The BCG vaccine protects against tuberculosis, which is also known as TB.

TB is a serious infection that affects the lungs and sometimes other parts of the body, such as the bones, joints and kidneys. It can also cause meningitis.

Find out more about tuberculosis (TB)

Who should have the BCG vaccine and when

The BCG vaccine (which stands for Bacillus Calmette-Guérin vaccine) is not given as part of the routine NHS vaccination schedule.

It's given on the NHS only when a child or adult is thought to have an increased risk of coming into contact with TB.

BCG for babies

BCG vaccination is recommended for babies up to 1 year old who:

  • are born in areas of the UK where TB rates are higher than in the rest of the country, including some parts of inner London
  • have a parent or grandparent who was born in a country where there's a high rate of TB

If the BCG vaccine is recommended for your baby, it’s usually offered soon after birth, while your baby is still in hospital.

Or your baby can be referred to a local healthcare centre for vaccination after they’ve left hospital.

This may not necessarily be the local GP surgery, as not all surgeries can provide this service.

BCG for children

BCG vaccination may also be recommended for older children who have an increased risk of developing TB, such as:

  • children who have recently arrived from countries with high levels of TB, including those in Africa, the Indian subcontinent, parts of southeast Asia, parts of South and Central America, and parts of the Middle East
  • children who have come into close contact with someone infected with respiratory TB

BCG for adults

BCG vaccination is rarely given to anyone over the age of 16 because it does not work very well in adults.
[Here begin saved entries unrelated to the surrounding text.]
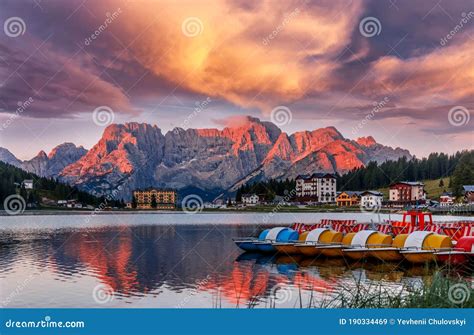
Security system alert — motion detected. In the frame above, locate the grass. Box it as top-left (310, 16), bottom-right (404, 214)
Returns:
top-left (241, 268), bottom-right (473, 309)
top-left (424, 178), bottom-right (451, 199)
top-left (317, 270), bottom-right (473, 308)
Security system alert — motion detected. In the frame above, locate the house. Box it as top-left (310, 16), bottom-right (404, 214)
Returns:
top-left (360, 191), bottom-right (383, 209)
top-left (242, 193), bottom-right (259, 206)
top-left (272, 195), bottom-right (290, 205)
top-left (463, 185), bottom-right (474, 204)
top-left (204, 202), bottom-right (221, 209)
top-left (133, 188), bottom-right (177, 209)
top-left (64, 199), bottom-right (81, 208)
top-left (295, 173), bottom-right (337, 203)
top-left (389, 181), bottom-right (426, 204)
top-left (439, 192), bottom-right (455, 207)
top-left (21, 179), bottom-right (33, 189)
top-left (336, 191), bottom-right (362, 207)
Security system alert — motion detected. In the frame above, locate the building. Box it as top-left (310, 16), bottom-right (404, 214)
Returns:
top-left (295, 173), bottom-right (336, 203)
top-left (272, 195), bottom-right (290, 206)
top-left (204, 202), bottom-right (221, 209)
top-left (57, 199), bottom-right (82, 208)
top-left (360, 191), bottom-right (383, 209)
top-left (242, 193), bottom-right (259, 206)
top-left (133, 189), bottom-right (177, 209)
top-left (389, 181), bottom-right (426, 204)
top-left (439, 192), bottom-right (455, 207)
top-left (21, 179), bottom-right (33, 189)
top-left (336, 191), bottom-right (362, 207)
top-left (463, 185), bottom-right (474, 204)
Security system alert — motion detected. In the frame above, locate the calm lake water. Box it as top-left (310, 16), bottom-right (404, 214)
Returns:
top-left (0, 213), bottom-right (471, 308)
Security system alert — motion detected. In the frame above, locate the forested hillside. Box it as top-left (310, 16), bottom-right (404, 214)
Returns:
top-left (337, 150), bottom-right (473, 196)
top-left (0, 162), bottom-right (124, 210)
top-left (235, 151), bottom-right (474, 200)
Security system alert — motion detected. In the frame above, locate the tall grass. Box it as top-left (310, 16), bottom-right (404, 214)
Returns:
top-left (317, 271), bottom-right (473, 308)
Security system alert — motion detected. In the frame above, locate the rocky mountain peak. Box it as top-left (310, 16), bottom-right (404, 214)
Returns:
top-left (48, 142), bottom-right (86, 159)
top-left (0, 117), bottom-right (412, 199)
top-left (0, 147), bottom-right (22, 167)
top-left (18, 143), bottom-right (88, 177)
top-left (35, 150), bottom-right (48, 159)
top-left (356, 136), bottom-right (377, 147)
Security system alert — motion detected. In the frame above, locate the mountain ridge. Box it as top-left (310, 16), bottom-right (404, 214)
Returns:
top-left (0, 117), bottom-right (411, 200)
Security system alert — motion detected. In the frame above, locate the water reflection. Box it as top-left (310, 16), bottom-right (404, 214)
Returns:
top-left (0, 224), bottom-right (470, 308)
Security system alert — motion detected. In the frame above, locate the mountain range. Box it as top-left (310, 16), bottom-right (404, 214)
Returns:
top-left (0, 116), bottom-right (411, 200)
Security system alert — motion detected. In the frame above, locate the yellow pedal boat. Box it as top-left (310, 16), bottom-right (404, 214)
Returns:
top-left (294, 228), bottom-right (343, 256)
top-left (343, 230), bottom-right (393, 260)
top-left (367, 234), bottom-right (409, 261)
top-left (273, 232), bottom-right (308, 254)
top-left (399, 231), bottom-right (452, 263)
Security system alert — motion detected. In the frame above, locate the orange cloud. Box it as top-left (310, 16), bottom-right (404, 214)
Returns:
top-left (106, 0), bottom-right (363, 113)
top-left (368, 39), bottom-right (474, 107)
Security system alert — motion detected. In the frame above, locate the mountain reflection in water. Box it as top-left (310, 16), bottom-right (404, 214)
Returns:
top-left (0, 224), bottom-right (468, 308)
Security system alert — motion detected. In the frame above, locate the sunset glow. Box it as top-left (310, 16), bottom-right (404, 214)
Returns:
top-left (0, 0), bottom-right (472, 158)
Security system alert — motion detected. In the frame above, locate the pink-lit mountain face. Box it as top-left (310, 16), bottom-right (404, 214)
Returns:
top-left (1, 117), bottom-right (411, 198)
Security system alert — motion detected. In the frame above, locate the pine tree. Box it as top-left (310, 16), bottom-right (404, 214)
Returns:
top-left (451, 151), bottom-right (474, 196)
top-left (151, 194), bottom-right (157, 208)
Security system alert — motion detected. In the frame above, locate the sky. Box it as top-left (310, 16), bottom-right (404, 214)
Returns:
top-left (0, 0), bottom-right (472, 160)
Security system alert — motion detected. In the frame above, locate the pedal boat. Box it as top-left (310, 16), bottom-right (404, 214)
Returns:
top-left (343, 230), bottom-right (393, 260)
top-left (233, 236), bottom-right (263, 252)
top-left (234, 228), bottom-right (273, 252)
top-left (399, 231), bottom-right (452, 263)
top-left (435, 236), bottom-right (474, 265)
top-left (272, 231), bottom-right (309, 254)
top-left (366, 234), bottom-right (409, 262)
top-left (294, 228), bottom-right (343, 256)
top-left (311, 231), bottom-right (354, 257)
top-left (250, 227), bottom-right (298, 252)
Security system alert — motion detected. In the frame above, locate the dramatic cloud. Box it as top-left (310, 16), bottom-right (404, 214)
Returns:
top-left (0, 0), bottom-right (472, 157)
top-left (0, 42), bottom-right (134, 118)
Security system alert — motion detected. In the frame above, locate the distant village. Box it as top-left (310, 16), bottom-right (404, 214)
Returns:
top-left (236, 174), bottom-right (473, 211)
top-left (14, 174), bottom-right (474, 213)
top-left (123, 173), bottom-right (473, 212)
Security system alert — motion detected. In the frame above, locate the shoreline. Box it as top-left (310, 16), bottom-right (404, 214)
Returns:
top-left (0, 209), bottom-right (472, 220)
top-left (0, 208), bottom-right (472, 217)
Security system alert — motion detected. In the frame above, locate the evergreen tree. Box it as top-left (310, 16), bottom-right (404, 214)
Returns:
top-left (235, 188), bottom-right (242, 202)
top-left (451, 151), bottom-right (474, 196)
top-left (337, 150), bottom-right (471, 191)
top-left (0, 161), bottom-right (103, 209)
top-left (151, 194), bottom-right (157, 208)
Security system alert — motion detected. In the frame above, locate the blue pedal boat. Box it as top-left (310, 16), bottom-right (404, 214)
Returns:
top-left (234, 227), bottom-right (299, 253)
top-left (233, 229), bottom-right (270, 252)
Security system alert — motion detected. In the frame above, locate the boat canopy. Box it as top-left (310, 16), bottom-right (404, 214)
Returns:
top-left (305, 228), bottom-right (329, 243)
top-left (404, 231), bottom-right (433, 249)
top-left (258, 229), bottom-right (270, 240)
top-left (351, 230), bottom-right (377, 247)
top-left (265, 227), bottom-right (287, 241)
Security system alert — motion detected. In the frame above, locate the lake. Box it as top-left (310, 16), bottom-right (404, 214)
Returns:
top-left (0, 213), bottom-right (471, 308)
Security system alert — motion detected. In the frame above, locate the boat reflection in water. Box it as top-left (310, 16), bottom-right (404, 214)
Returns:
top-left (0, 223), bottom-right (469, 308)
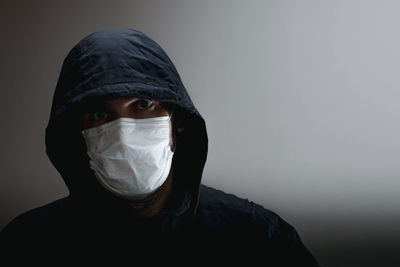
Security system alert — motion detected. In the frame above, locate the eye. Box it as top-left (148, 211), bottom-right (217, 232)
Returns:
top-left (135, 99), bottom-right (154, 110)
top-left (92, 111), bottom-right (109, 121)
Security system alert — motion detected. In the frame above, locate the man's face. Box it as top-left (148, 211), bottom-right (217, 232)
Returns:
top-left (82, 96), bottom-right (170, 129)
top-left (81, 96), bottom-right (179, 149)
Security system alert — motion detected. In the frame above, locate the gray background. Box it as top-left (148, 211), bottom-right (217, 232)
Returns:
top-left (1, 0), bottom-right (399, 266)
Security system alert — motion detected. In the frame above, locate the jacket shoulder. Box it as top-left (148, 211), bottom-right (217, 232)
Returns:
top-left (196, 184), bottom-right (282, 236)
top-left (194, 185), bottom-right (320, 266)
top-left (1, 196), bottom-right (72, 238)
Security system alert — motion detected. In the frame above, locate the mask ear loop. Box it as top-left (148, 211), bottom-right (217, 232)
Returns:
top-left (169, 109), bottom-right (176, 153)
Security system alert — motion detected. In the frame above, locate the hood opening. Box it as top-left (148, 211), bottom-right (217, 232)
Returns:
top-left (45, 28), bottom-right (208, 222)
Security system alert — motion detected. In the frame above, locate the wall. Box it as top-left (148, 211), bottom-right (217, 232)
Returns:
top-left (1, 1), bottom-right (399, 266)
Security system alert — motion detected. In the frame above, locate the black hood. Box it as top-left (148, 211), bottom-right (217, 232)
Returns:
top-left (45, 28), bottom-right (208, 220)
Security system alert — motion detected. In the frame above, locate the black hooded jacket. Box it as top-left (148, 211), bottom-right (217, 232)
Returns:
top-left (1, 28), bottom-right (319, 265)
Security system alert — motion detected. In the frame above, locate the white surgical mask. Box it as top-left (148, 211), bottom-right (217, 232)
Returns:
top-left (81, 115), bottom-right (174, 200)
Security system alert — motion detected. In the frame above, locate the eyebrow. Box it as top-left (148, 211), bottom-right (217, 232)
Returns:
top-left (82, 101), bottom-right (107, 113)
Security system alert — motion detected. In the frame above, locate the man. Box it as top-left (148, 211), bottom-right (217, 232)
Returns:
top-left (1, 28), bottom-right (319, 265)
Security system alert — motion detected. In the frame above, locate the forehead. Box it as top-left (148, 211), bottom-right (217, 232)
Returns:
top-left (79, 96), bottom-right (175, 116)
top-left (97, 96), bottom-right (152, 105)
top-left (83, 96), bottom-right (156, 109)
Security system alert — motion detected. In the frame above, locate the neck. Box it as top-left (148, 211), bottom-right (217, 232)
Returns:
top-left (128, 168), bottom-right (174, 218)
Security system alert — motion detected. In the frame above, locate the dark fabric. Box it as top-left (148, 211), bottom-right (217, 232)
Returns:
top-left (1, 28), bottom-right (319, 265)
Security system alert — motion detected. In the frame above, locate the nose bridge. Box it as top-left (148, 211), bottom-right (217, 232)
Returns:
top-left (108, 99), bottom-right (134, 119)
top-left (114, 106), bottom-right (131, 119)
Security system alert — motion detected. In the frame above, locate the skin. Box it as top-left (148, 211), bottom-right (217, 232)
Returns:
top-left (81, 96), bottom-right (184, 217)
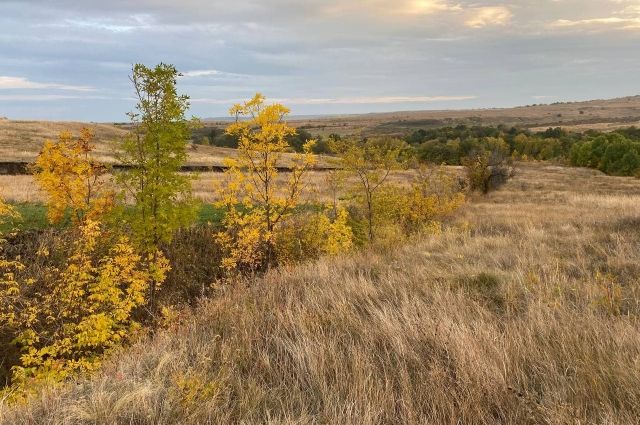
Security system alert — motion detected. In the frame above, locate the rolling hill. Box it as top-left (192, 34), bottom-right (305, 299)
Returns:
top-left (2, 95), bottom-right (640, 170)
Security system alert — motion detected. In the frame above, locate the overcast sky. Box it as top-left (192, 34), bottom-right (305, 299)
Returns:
top-left (1, 0), bottom-right (639, 121)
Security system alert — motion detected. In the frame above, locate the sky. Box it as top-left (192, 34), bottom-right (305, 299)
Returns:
top-left (1, 0), bottom-right (639, 121)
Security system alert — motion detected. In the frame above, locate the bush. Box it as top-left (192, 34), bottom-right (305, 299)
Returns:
top-left (570, 133), bottom-right (640, 176)
top-left (274, 208), bottom-right (353, 265)
top-left (0, 221), bottom-right (166, 398)
top-left (463, 150), bottom-right (514, 194)
top-left (345, 167), bottom-right (465, 246)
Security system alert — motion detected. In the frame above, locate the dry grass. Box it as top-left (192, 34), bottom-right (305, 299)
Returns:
top-left (286, 95), bottom-right (640, 136)
top-left (0, 120), bottom-right (330, 169)
top-left (0, 168), bottom-right (433, 204)
top-left (2, 163), bottom-right (640, 424)
top-left (0, 175), bottom-right (45, 203)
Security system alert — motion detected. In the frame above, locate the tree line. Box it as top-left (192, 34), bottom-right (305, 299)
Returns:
top-left (406, 124), bottom-right (640, 177)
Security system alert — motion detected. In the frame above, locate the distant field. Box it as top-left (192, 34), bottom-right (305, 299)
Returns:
top-left (285, 95), bottom-right (640, 136)
top-left (2, 95), bottom-right (640, 170)
top-left (0, 119), bottom-right (330, 170)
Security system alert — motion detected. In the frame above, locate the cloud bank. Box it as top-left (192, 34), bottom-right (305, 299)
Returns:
top-left (0, 0), bottom-right (638, 120)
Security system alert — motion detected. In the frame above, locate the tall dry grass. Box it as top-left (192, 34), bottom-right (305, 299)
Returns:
top-left (2, 163), bottom-right (640, 424)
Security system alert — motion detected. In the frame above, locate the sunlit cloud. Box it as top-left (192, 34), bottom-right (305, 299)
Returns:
top-left (0, 76), bottom-right (94, 92)
top-left (404, 0), bottom-right (461, 15)
top-left (181, 70), bottom-right (250, 80)
top-left (549, 1), bottom-right (640, 30)
top-left (321, 0), bottom-right (461, 18)
top-left (551, 17), bottom-right (640, 29)
top-left (465, 6), bottom-right (513, 28)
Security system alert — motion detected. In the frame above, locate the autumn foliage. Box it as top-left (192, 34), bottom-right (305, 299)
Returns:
top-left (0, 69), bottom-right (466, 402)
top-left (32, 128), bottom-right (112, 224)
top-left (0, 126), bottom-right (173, 399)
top-left (216, 93), bottom-right (325, 273)
top-left (0, 220), bottom-right (164, 398)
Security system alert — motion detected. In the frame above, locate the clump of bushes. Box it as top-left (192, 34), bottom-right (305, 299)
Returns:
top-left (407, 124), bottom-right (640, 177)
top-left (570, 133), bottom-right (640, 176)
top-left (0, 72), bottom-right (467, 399)
top-left (463, 149), bottom-right (515, 194)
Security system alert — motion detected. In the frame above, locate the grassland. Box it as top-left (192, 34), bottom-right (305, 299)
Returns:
top-left (0, 119), bottom-right (313, 169)
top-left (275, 95), bottom-right (640, 137)
top-left (0, 169), bottom-right (430, 231)
top-left (2, 162), bottom-right (639, 424)
top-left (2, 95), bottom-right (640, 167)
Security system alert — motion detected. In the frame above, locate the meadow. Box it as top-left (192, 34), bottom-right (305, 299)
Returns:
top-left (0, 169), bottom-right (441, 234)
top-left (2, 162), bottom-right (639, 424)
top-left (2, 66), bottom-right (639, 424)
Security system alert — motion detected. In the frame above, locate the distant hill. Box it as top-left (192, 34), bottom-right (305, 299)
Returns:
top-left (2, 95), bottom-right (640, 168)
top-left (0, 119), bottom-right (331, 172)
top-left (283, 95), bottom-right (640, 137)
But it's given to adults aged 16 to 35 who are at risk of TB through their work, such as some healthcare workers.

If you're offered BCG vaccination as an adult, it will be arranged by a local healthcare centre.

Find out more about who should have the BCG vaccine

How the BCG vaccination is given

BCG vaccination is given as an injection into the upper arm.

The vaccination usually leaves a small scar.

How well the BCG vaccine works

The BCG vaccine is made from a weakened strain of TB bacteria. Because the bacteria in the vaccine is weak, it triggers the immune system to protect against the infection.

This gives good immunity to people who receive it without causing the infection.

In 7 to 8 of every 10 people who have the vaccine, it's effective against the most severe forms of TB, such as TB meningitis in children.

It's less effective in preventing TB that affects the lungs, which is the more common type of TB in adults.

Read the patient information leaflet for BCG AJV vaccine (PDF, 272kb)

Read the answers to common questions about the BCG TB vaccine

Side effects of the BCG vaccine

Reactions to the BCG vaccine are uncommon and generally mild.

The most common side effects include:

  • soreness where the injection was given
  • a high temperature
  • headache
  • swollen glands

Most children develop a sore at the injection site. Once healed, the sore may leave a small scar. This is normal and nothing to worry about.

Serious side effects from the BCG vaccine, such as a severe allergic reaction (anaphylaxis), are very rare.